After 45 years as an Assemblies of God pastor’s wife, Betty Owens finally learned the importance of saying no.

“I don’t like to see things done wrong,” explains Owens, who serves as Women’s Ministries director for the Arizona District. “I was really bad about getting involved in too many things. I didn’t discover until later in life that you don’t have to do everything people ask you to do.”

It was only after Owens became seriously ill and started suffering from anxiety attacks a few years ago that she realized she needed to slow down.

“We think we’re so strong,” Owens says. “Through this, God has taught me a lot about what’s important and what’s not.”

Today Owens counsels young women to concentrate first on spending time with God and family and to say no to anything that interferes with those priorities.

8. Give yourself a break.

Whether it’s kayaking on a river or playing a board game with a friend, research shows that people who take a break from their busy routines are happier and healthier.

After her illness struck, Owens realized her need for more leisure time. Now she and her husband meet family members for a leisurely brunch once a week. She also carves out time for reading, watching old movies and going for walks.

“There has to be a balance,” Owens says. “I’ve learned to listen to my body and say, ‘That’s enough. I have to take a break.’ ”

9. Laugh often.

Christian comedienne Cecile Kaiser figures she inherited her sense of humor from her parents. Kaiser’s mother always managed to laugh, even late in life when she was nearly blind and had both legs amputated.

“One day she blew up long, skinny balloons and pinned them to her pants at the thigh where she had lost her legs,” Kaiser recalls. “She thought it was the funniest thing, but most of all it made the people in her retirement home not feel so awkward around her.”

Kaiser uses that same quick wit not only in her comedy routines but also in raising her six children.

“It’s important to have fun,” she says. “God intended us to enjoy our lives. Around our house, we laugh about the small things and pray about the big things.”

10. Expand your boundaries.

While women who feel overwhelmed need to simplify their lives, that doesn’t mean they should always avoid taking on new challenges.

Arlene Allen, National Women’s Ministries director for the Assemblies of God, points out that trying new things is what allows people to keep learning and growing throughout their lives.

For some, that may involve taking college courses to begin a new career. For others, it may mean teaching an adult Sunday School class for the first time.

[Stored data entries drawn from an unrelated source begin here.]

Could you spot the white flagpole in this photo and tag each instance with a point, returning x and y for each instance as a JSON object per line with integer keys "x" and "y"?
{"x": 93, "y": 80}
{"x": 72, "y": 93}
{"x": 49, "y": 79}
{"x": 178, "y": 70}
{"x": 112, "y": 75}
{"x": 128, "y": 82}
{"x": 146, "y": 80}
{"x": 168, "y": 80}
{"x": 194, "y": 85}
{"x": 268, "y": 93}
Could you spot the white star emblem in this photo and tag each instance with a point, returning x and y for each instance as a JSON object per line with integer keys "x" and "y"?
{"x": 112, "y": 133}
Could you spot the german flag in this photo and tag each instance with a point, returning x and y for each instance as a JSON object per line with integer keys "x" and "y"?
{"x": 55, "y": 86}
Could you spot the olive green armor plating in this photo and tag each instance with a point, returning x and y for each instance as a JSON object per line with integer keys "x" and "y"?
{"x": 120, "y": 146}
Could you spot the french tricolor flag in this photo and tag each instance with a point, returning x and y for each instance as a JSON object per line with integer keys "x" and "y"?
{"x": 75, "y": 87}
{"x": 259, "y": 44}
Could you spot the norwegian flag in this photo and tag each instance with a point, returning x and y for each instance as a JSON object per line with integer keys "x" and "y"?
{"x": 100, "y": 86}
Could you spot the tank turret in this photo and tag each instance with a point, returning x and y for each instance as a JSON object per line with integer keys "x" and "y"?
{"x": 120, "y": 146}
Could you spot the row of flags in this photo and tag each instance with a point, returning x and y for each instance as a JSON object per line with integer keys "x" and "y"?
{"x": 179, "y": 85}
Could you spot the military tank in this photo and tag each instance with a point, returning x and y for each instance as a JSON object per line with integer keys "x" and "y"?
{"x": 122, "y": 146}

“When God drops an idea in your heart about something you’ve never done, He’s telling you it’s time to expand your boundaries,” Allen says.

The new slogan for Women’s Ministries — Unlimited! is “More than you imagined.” Allen says she wants women to understand that with God’s help and guidance they can have a balanced life — and accomplish more than they ever thought possible. 


Christina Quick is staff writer for Today’s Pentecostal Evangel.